Advanced zip password recovery only works for simple passwords which r 4 letters long, and if u have an higher encryption like 128 / 256 bit one then no way can u crack that baby open


----------



## BONZI (Aug 14, 2004)

> Advanced zip password recovery



Well see you at your age of 60


----------



## walking-techie (Aug 14, 2004)

i agree the mentioned s/w will work only for pass upto 4 chars, if more then giv up the effort


----------



## mahidhar (Aug 15, 2004)

Advanced zip password recovery works nice. you can first try with various dictionary , like english alphabets, special charecters, websites, computer terminology etc. there are various kinds of dictionories available on the net for download.


----------



## mariner (Aug 15, 2004)

and i thought that v r not allowed to talk about hacks n cracks in this forum !!!!


----------



## dspnhn (Aug 15, 2004)

search for cRARk on google..it MAY solve your problem


----------



## troubleshooter (Aug 16, 2004)

TRY ULTIMATE ZIP CRACKER. SEARCH IN G   GLE FOR THE CRACKED VERSION UZC. ITS FASTER THAN ADVANCED ZIP PASSWORD RECOVERY AS FOR RAR PASSWORD RECOVERY IM ALSO LOOKING FOR SOME SOFTWARES.


----------



## NikhilVerma (Aug 16, 2004)

What the bloody hell is going on here!!!


----------



## mariner (Aug 16, 2004)

where are the moderators? or does it mean that now v r free to discuss all these things ?


----------



## godfather (Aug 16, 2004)

my friend himself made 1 password cracker inVB.it was able to crack first 4 out of 7 characters it was hemu123 & it managed to give hemu?%% i can give it to u if u want.


----------



## BONZI (Aug 16, 2004)

> and i thought that v r not allowed to talk about hacks n cracks in this forum !!!!

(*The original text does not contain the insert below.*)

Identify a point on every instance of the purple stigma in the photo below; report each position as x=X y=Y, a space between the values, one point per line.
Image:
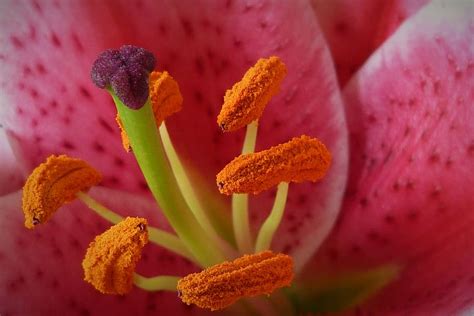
x=126 y=71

A password cracker and a software crack is different  ie a password cracked (provided that you use it to recover your forgotten password) is legal but using crack for software is illegal. BTW hacking is not synonymous to an illegal activity.


----------



## mariner (Aug 18, 2004)

thanks for enlightening me bro


----------



## parthbarot (Sep 17, 2004)

no man
don't use rar,zip password cracker.
i have tried that fucking things.
they r not working on big long passes.waste ur timr ok?
home====www.freeinfonet.tk


----------



## sms_solver (Sep 19, 2004)

If sw mentioned above can be used under brute-force attack if pw is less than say 7 characters.

If you are trying to find password of zip files that you have created, then you might remember some words here and there so make a dictionary

Use excel to type password in column and then sort the column and then save the file as txt, then it can be used for dictionary attack

you can use yr logic while typing passwords like


```
newdelhi1
newdelhi2
...
newdelhi10
spiderman
spidermanXP
...
```

I guess you got what I mean to say!


----------



## vinay (Sep 24, 2004)

Encrption in rar is quite strong and we cannot break password lenght more than as it takes alot of resoucres
if u want zip u can if it contains more than 3 files in archive 
just download Passwarekit from 
htttp://www.lostpasswords.com


----------



## visvo (Oct 18, 2004)

fren read me .. all this things are waste of ur valuable time its of no use.. i wasted all my 15 nights for this things and got nothing coz brute force or plain u can find nothing by attacking these program are a big failure. ..don't know how our techiez at digit manages to get those things done but i m poor chap in this.. if any one can help me plz do it !


----------



## [flAsh] (Oct 18, 2004)

thanx 4 the cool link vinay


----------



## xenkatesh (Oct 21, 2004)

use password recovery softwares such as advanced password recovery!


----------



## vinaypatel (Jul 27, 2005)

try zip cracker


----------



## koolbluez (Jul 28, 2005)

It seems u have to spend this millenia hackin the password, hacking passwords,esp. RAR, (the longer it is, the longer it takes (exponentially)) takes up a lot of chip power and time (read 100s of years); even with the best password recovery sw!!! 
And downloaded password encrypted compressed files are mostly rar...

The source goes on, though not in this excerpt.